Daniel Peer (University of Vienna)
On the Edgeworth expansion of the maxima and the blessings of dimensionality
Let $X_1,\ldots, X_n \in \mathbb{R}^d$ be a sequence of i.i.d. random vectors, where $d$ may be potentially much larger than $n$. A fundamental problem in high-dimensional statistics concerns normal approximations and convergence properties of the maximum statistic $$M_n=\max_{1\leq k\leq d} \frac{1}{\sqrt{n}}\sum_{i=1}^n X_{i,k},$$ whose study was initiated in seminal works by Chernozhukov, Chetverikov and Kato. A next step in understanding the asymptotic properties of $M_n$ and accompanying quantile approximations is the development of Edgeworth-type expansions and corresponding bootstrap methods. A very recent result in this direction was established by Koike, developing an Edgeworth expansion for $\frac{1}{\sqrt{n}}\sum_{i=1}^n X_i$ based on Stein kernels, subject to some regularity conditions. In our project, we view the problem through the lens of Poisson-approximations to directly construct an Edgeworth expansion for $M_n$. Our main assumptions are a Cram\'{e}r-type condition for all pairs of components of $X_i$ and a notion of weak dependence across the dimension. Utilizing this expansion, we obtain second order approximations for $\mathbb{P}(M_n\leq x)$ and the quantiles of $M_n$. Under suitable uniformity assumptions on the moments across components, we improve these convergence rates to third and higher orders. Furthermore, we extend our results to studentized case, that is to the statistic $\max_{1\leq k\leq d} T_{n,k}$, where $T_{n,k}$ are the component-wise Student-t statistics.
Daria Tieplova (Aarhus University)
Testing approximate sphericity for high-dimensional covariance matrices
Exact testing of model assumptions is often of limited relevance, especially in high-dimensional settings.
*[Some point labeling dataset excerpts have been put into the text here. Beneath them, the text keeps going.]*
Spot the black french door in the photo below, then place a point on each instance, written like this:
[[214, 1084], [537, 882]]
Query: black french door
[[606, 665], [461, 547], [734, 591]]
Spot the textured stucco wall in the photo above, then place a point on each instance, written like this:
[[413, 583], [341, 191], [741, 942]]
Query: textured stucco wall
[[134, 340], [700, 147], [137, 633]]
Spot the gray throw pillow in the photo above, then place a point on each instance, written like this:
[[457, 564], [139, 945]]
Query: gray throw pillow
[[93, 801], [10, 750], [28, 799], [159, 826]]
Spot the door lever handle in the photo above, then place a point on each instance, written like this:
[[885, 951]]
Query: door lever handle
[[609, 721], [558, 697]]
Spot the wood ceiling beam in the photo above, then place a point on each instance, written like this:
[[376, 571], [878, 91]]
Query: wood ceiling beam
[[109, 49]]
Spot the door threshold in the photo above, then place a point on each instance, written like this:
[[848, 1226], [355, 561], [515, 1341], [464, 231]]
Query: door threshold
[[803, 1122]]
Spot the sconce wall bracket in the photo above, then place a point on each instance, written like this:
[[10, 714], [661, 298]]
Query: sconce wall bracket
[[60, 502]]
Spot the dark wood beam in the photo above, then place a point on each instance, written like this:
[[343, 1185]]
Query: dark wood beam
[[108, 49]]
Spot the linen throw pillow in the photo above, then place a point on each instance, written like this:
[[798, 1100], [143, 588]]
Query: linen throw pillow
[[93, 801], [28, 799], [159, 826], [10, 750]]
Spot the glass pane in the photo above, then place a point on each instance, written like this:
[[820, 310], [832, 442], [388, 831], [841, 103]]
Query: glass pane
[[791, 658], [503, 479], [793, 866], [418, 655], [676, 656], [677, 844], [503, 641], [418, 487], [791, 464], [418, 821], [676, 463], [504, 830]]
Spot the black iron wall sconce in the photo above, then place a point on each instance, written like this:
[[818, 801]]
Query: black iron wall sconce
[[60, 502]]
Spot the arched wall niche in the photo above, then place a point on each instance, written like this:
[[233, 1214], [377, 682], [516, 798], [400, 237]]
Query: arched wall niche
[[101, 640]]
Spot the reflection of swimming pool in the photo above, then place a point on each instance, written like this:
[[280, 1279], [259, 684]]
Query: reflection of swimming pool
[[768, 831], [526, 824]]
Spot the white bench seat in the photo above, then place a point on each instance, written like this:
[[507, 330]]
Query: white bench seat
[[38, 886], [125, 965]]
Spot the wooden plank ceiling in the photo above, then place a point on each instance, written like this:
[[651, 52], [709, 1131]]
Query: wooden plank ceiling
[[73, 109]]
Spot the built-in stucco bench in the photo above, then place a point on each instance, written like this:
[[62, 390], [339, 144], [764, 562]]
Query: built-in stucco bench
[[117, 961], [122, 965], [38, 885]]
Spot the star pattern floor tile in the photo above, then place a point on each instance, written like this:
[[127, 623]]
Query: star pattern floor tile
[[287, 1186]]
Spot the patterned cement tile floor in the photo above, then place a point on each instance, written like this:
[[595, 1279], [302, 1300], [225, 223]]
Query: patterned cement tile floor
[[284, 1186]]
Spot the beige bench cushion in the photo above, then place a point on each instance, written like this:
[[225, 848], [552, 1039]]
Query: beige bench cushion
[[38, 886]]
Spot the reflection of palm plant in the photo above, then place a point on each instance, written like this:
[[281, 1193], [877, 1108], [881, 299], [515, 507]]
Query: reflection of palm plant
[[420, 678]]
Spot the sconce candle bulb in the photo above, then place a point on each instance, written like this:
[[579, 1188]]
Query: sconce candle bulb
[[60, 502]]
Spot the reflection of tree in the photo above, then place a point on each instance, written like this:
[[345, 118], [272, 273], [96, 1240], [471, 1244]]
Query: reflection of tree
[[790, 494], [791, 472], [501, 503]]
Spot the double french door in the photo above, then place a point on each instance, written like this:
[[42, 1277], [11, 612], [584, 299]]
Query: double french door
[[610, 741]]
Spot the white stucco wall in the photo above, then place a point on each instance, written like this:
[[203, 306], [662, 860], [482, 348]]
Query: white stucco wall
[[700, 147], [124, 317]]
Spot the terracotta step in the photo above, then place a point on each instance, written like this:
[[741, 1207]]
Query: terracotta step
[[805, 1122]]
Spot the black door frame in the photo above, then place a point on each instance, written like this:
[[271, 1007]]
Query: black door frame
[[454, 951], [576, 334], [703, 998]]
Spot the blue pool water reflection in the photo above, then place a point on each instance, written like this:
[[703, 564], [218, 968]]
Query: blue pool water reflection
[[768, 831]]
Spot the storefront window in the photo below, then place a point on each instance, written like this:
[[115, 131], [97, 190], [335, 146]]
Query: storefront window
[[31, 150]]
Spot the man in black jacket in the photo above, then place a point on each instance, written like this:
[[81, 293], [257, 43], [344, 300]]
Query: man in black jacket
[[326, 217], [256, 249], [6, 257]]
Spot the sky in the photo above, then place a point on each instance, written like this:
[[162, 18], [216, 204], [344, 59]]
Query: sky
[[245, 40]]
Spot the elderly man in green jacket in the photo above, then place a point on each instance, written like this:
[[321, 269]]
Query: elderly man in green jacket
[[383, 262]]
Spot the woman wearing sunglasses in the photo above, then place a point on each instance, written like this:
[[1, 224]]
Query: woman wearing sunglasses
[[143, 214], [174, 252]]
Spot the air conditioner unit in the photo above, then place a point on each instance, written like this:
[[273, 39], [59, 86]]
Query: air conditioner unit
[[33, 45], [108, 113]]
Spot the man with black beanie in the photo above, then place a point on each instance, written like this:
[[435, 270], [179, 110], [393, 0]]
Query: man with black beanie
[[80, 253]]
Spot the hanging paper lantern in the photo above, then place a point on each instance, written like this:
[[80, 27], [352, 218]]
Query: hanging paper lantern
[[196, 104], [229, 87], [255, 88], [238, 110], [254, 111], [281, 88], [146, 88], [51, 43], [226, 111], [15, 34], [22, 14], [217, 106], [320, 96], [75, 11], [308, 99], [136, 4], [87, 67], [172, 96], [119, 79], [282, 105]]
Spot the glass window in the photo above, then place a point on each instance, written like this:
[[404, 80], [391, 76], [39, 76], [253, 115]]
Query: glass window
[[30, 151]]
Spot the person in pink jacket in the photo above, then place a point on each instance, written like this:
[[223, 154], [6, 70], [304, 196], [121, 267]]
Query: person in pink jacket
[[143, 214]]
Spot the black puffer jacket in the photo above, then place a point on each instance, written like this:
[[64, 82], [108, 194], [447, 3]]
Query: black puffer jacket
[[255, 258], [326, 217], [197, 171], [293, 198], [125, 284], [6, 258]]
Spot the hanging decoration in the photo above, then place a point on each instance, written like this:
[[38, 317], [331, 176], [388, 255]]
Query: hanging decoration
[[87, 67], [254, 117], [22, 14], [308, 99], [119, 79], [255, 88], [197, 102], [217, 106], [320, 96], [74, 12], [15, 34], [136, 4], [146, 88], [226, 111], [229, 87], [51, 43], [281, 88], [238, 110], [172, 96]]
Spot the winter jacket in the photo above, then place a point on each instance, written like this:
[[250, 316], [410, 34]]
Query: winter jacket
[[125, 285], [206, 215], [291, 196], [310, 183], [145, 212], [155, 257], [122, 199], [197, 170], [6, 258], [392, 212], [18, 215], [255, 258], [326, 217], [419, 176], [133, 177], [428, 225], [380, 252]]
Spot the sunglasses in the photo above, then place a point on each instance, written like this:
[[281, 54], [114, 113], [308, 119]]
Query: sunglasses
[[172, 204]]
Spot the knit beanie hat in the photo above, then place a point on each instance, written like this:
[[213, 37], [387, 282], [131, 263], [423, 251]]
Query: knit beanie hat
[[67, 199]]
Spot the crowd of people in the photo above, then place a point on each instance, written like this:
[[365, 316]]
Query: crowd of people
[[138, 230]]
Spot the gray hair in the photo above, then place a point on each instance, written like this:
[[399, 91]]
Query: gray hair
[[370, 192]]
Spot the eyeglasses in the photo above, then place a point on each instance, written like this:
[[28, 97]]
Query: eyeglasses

Structural assumptions on large-dimensional covariance matrices such as sphericity are rarely expected to hold exactly for real data and practitioners are often primarily interested in whether such model assumptions are approximately satisfied. In this work, we propose a test for approximate sphericity of high-dimensional covariance matrices, where the tolerated level of deviation from sphericity can be chosen by the user. Our test statistic is based on estimators of the largest and smallest eigenvalue of the population covariance matrix in a high-dimensional regime, where the corresponding sample eigenvalues are not consistent. We derive theoretical guarantees showing that the test keeps the prescribed asymptotic level under the null hypothesis and is power consistent under the alternative. Our key theoretical contribution is a joint central limit theorem for the estimators of the extreme eigenvalues of the population covariance matrix, provided the corresponding eigenvalues exceed the critical phase transition threshold.